Aprovada a Lei que Proíbe a Venda e Exposição de Animais em Vitrines e Gaiolas.

Mais uma conquista para ajudar na proteção dos animais!

No dia 15 de janeiro de 2015 foi aprovada e publicada a Lei que proíbe a venda e exposição de animais em vitrines e gaiolas em estabelecimentos comerciais, como pet shop, clínicas veterinárias, parques de exposições e feiras agropecuárias. O Conselho Federal de Medicina Veterinária (CFMV) publicou a Resolução 1069/2014, considerando que a exposição, manutenção, higiene, estética e venda ou doação de animais em estabelecimentos comerciais é uma prática comum no país e que estes procedimentos podem afetar o bem estar animal.

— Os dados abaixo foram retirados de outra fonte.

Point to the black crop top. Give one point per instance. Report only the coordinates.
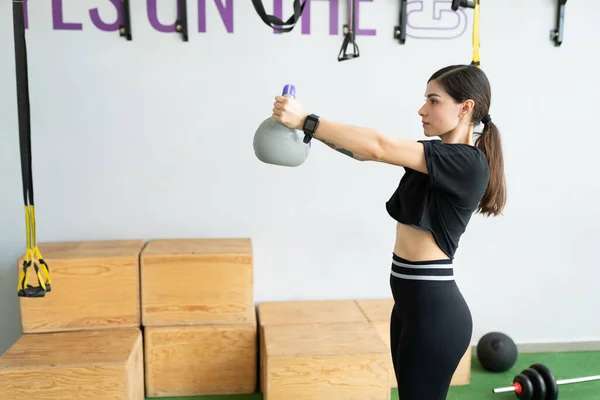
(442, 201)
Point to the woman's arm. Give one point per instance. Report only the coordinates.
(358, 146)
(363, 144)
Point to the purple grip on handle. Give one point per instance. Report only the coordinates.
(289, 89)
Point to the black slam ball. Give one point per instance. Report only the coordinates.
(496, 352)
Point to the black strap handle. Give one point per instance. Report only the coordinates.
(275, 22)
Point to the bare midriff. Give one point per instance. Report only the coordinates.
(416, 245)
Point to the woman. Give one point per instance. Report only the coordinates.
(445, 181)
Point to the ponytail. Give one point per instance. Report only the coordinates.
(494, 199)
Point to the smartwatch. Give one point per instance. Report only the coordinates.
(310, 126)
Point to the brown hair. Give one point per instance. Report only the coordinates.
(463, 82)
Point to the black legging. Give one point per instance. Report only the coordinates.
(430, 327)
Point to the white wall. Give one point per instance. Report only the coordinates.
(106, 112)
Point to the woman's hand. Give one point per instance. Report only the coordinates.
(289, 111)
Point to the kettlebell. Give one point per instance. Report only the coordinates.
(275, 143)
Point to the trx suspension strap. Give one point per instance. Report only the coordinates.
(476, 55)
(275, 22)
(33, 255)
(456, 4)
(400, 29)
(349, 34)
(557, 34)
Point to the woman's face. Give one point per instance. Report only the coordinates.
(440, 114)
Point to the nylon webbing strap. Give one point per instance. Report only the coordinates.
(476, 60)
(275, 22)
(32, 256)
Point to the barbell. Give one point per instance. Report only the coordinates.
(538, 383)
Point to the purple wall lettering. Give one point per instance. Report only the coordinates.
(58, 19)
(434, 20)
(103, 26)
(225, 11)
(426, 19)
(153, 17)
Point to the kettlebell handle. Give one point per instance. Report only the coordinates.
(289, 90)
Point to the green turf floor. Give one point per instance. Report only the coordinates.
(564, 365)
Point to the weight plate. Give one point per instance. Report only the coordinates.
(526, 387)
(537, 380)
(551, 386)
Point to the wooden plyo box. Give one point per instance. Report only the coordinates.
(82, 365)
(95, 285)
(303, 312)
(201, 359)
(197, 281)
(378, 312)
(327, 361)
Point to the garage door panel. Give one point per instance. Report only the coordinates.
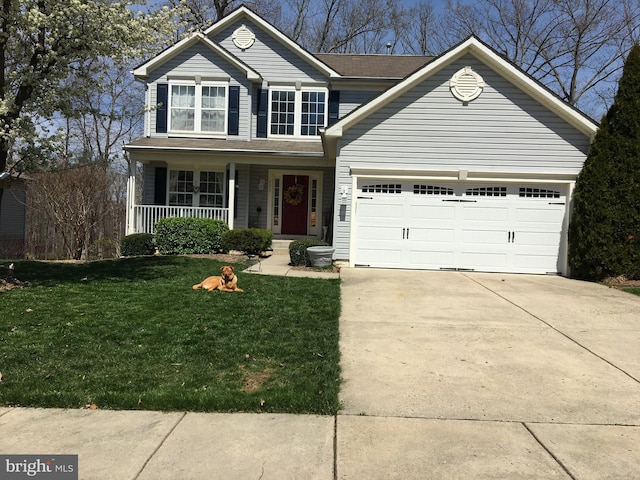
(485, 236)
(539, 216)
(429, 212)
(380, 212)
(432, 258)
(381, 256)
(487, 213)
(496, 228)
(483, 260)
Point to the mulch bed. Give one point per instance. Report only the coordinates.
(621, 282)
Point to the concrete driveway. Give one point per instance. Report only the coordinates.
(469, 375)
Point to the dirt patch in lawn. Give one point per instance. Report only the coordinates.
(8, 281)
(254, 380)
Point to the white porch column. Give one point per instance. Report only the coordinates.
(232, 194)
(130, 221)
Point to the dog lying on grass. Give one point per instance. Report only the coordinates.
(227, 282)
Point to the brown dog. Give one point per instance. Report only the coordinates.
(227, 282)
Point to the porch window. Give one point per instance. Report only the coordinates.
(297, 112)
(196, 189)
(211, 189)
(181, 187)
(198, 108)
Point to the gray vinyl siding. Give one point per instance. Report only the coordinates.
(427, 129)
(504, 130)
(267, 56)
(13, 224)
(200, 60)
(243, 175)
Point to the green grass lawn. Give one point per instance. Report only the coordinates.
(132, 334)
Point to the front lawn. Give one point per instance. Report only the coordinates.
(132, 334)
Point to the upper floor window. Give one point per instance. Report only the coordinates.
(297, 112)
(198, 107)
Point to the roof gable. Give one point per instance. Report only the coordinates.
(145, 69)
(489, 57)
(244, 12)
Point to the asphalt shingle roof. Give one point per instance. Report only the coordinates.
(373, 66)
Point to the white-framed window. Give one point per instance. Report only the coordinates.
(181, 187)
(297, 112)
(197, 188)
(198, 107)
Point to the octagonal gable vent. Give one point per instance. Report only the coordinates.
(466, 85)
(243, 37)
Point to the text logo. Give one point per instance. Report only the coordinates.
(49, 467)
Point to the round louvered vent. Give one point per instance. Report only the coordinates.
(243, 37)
(466, 85)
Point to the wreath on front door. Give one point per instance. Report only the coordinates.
(294, 194)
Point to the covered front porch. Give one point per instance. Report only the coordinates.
(288, 193)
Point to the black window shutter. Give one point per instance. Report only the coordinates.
(334, 106)
(161, 111)
(263, 109)
(160, 186)
(234, 110)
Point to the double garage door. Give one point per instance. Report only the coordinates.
(498, 227)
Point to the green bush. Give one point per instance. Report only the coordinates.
(137, 244)
(604, 234)
(189, 235)
(251, 241)
(298, 251)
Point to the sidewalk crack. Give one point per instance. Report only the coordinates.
(164, 439)
(555, 458)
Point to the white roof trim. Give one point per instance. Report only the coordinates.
(145, 69)
(275, 33)
(489, 57)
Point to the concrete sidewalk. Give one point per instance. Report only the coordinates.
(446, 376)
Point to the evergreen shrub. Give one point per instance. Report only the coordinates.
(298, 251)
(189, 235)
(252, 241)
(604, 234)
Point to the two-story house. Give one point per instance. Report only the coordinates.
(456, 162)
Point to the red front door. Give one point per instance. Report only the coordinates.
(295, 199)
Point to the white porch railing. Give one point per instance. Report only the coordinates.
(146, 216)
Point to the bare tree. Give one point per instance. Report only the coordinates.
(575, 47)
(73, 200)
(414, 29)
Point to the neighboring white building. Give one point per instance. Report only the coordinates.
(461, 161)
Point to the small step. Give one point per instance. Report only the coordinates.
(280, 247)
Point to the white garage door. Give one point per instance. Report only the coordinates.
(438, 225)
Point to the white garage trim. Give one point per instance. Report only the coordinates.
(479, 224)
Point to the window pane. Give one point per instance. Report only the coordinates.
(211, 189)
(214, 111)
(282, 112)
(313, 107)
(183, 101)
(181, 187)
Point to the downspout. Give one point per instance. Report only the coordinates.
(232, 194)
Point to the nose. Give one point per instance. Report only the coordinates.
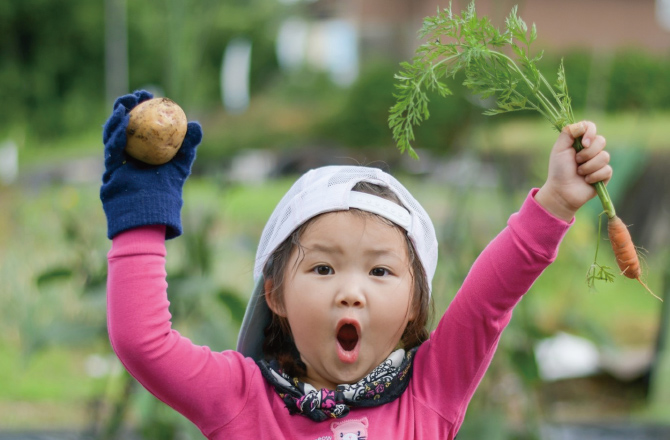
(351, 293)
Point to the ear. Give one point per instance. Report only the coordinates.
(271, 299)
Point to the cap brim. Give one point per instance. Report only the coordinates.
(256, 318)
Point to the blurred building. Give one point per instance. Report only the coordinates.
(389, 27)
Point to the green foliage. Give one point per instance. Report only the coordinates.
(474, 46)
(361, 121)
(53, 56)
(51, 66)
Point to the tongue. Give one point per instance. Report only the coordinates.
(347, 337)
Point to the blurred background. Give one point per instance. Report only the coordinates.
(281, 86)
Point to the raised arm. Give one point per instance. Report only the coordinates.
(142, 204)
(454, 360)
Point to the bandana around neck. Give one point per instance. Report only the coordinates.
(383, 385)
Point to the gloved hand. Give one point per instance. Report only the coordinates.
(137, 194)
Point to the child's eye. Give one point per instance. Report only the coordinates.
(379, 272)
(323, 270)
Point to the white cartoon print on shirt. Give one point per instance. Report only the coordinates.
(352, 429)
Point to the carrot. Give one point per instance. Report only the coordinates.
(625, 251)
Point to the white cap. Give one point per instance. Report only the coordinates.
(324, 190)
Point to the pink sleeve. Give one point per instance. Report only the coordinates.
(453, 361)
(208, 388)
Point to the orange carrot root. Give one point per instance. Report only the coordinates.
(625, 251)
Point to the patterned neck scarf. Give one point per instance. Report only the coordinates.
(384, 384)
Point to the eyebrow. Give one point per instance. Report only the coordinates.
(319, 247)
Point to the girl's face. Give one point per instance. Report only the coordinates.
(346, 296)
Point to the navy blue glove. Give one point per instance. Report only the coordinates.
(134, 193)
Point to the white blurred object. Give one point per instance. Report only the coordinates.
(252, 166)
(9, 162)
(235, 75)
(566, 356)
(329, 46)
(291, 43)
(663, 13)
(98, 366)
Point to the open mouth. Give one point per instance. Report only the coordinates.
(347, 336)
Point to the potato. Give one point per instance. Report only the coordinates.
(155, 131)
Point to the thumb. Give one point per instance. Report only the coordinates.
(191, 141)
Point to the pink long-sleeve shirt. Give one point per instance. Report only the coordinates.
(224, 393)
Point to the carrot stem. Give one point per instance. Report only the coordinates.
(601, 190)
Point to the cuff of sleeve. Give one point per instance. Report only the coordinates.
(138, 241)
(144, 209)
(542, 231)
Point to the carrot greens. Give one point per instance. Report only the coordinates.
(495, 63)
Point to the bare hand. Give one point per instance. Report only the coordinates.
(571, 174)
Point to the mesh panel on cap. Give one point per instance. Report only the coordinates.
(326, 189)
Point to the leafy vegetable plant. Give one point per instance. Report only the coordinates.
(495, 64)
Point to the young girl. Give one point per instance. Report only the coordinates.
(333, 343)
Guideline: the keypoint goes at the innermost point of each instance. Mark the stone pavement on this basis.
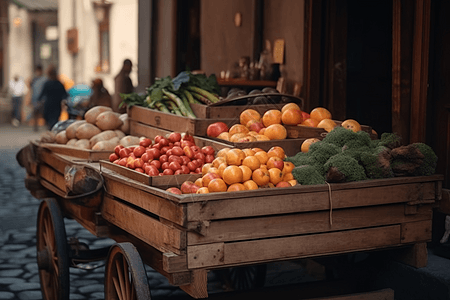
(19, 277)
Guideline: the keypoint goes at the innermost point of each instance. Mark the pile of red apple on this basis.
(171, 155)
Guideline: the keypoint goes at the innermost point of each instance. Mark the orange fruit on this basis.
(352, 125)
(232, 174)
(248, 115)
(277, 151)
(199, 182)
(207, 178)
(288, 176)
(246, 139)
(272, 116)
(293, 182)
(262, 156)
(236, 187)
(238, 128)
(235, 157)
(252, 162)
(320, 113)
(289, 106)
(327, 124)
(261, 137)
(309, 122)
(306, 143)
(276, 175)
(288, 167)
(237, 136)
(223, 152)
(291, 116)
(205, 168)
(218, 161)
(246, 173)
(202, 190)
(275, 162)
(217, 185)
(248, 152)
(224, 136)
(250, 185)
(261, 177)
(221, 168)
(276, 132)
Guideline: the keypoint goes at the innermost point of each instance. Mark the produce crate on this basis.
(156, 181)
(229, 111)
(314, 132)
(140, 129)
(86, 154)
(207, 231)
(169, 121)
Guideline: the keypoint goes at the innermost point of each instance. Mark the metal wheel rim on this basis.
(125, 276)
(51, 240)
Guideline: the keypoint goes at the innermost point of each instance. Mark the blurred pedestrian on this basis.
(17, 89)
(37, 84)
(54, 93)
(122, 85)
(100, 95)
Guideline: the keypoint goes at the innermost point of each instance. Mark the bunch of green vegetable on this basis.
(175, 95)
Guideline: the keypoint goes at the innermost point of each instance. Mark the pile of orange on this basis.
(246, 169)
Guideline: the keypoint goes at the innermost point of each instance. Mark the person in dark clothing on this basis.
(100, 95)
(54, 92)
(122, 85)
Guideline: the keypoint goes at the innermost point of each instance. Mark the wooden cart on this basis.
(184, 236)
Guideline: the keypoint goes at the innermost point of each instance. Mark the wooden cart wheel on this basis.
(125, 276)
(52, 251)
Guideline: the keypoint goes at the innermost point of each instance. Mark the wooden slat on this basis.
(169, 210)
(52, 176)
(222, 254)
(150, 230)
(198, 287)
(414, 232)
(302, 223)
(302, 202)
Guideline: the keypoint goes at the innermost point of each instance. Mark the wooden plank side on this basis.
(302, 202)
(52, 176)
(159, 206)
(150, 230)
(302, 223)
(223, 254)
(414, 232)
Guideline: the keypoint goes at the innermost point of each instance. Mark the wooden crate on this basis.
(156, 181)
(230, 111)
(84, 154)
(140, 129)
(314, 132)
(229, 229)
(171, 122)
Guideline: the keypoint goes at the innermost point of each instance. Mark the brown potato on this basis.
(108, 120)
(61, 137)
(91, 115)
(86, 131)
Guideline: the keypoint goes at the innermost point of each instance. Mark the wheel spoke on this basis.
(118, 289)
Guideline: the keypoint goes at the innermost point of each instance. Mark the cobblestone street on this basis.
(19, 277)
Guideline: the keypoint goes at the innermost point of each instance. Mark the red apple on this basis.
(175, 137)
(174, 191)
(215, 129)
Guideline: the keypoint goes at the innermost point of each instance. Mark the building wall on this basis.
(20, 54)
(123, 40)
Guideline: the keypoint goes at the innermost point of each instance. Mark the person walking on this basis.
(17, 89)
(37, 84)
(54, 93)
(122, 85)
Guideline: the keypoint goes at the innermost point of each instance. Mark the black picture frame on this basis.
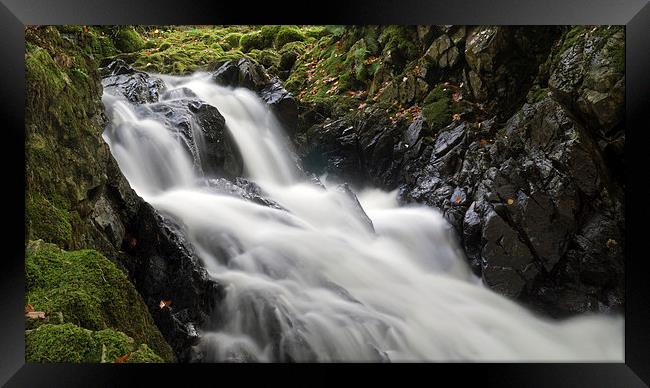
(634, 14)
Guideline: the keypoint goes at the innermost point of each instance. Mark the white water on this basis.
(317, 277)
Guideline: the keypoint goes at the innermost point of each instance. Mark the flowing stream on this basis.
(312, 279)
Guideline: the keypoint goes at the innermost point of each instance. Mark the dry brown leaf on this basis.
(35, 315)
(165, 303)
(122, 359)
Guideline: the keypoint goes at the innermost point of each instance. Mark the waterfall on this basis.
(322, 276)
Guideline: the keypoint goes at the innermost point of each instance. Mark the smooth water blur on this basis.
(317, 281)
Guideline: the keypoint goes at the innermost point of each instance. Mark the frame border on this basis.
(635, 14)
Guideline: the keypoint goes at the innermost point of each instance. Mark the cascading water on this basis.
(314, 278)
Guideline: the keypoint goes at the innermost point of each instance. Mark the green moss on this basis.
(572, 37)
(290, 53)
(164, 46)
(268, 34)
(73, 344)
(436, 107)
(90, 291)
(127, 40)
(46, 221)
(267, 58)
(60, 343)
(112, 344)
(232, 39)
(399, 45)
(251, 41)
(144, 355)
(538, 94)
(286, 35)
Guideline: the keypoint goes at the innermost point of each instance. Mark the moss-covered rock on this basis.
(73, 344)
(251, 41)
(46, 221)
(436, 107)
(90, 291)
(144, 354)
(286, 35)
(128, 40)
(65, 154)
(60, 343)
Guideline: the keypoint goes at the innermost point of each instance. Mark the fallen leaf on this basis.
(35, 315)
(165, 303)
(122, 359)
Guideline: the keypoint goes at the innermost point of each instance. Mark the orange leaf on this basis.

Lembrando que todos os estabelecimentos comerciais devem estar devidamente registrados no sistema CFMV/CRMVs e manter um médico veterinário como responsável técnico, eles terão a responsabilidade técnica de orientar e garantir que os estabelecimentos cumpram a lei. ”A Resolução 1069/2014 vem para padronizar a forma de atuação desses profissionais em todo o país. A partir do próximo dia 15 de janeiro, quando a resolução entra em vigor, os responsáveis técnicos estarão respaldados por uma norma nacional para que possam orientar os estabelecimentos comerciais de exposição, manutenção, higiene, estética, venda e doação de animais, e exigir deles as adequações necessárias”, explica o presidente do CFMV, o médico veterinário Benedito Fortes de Arruda.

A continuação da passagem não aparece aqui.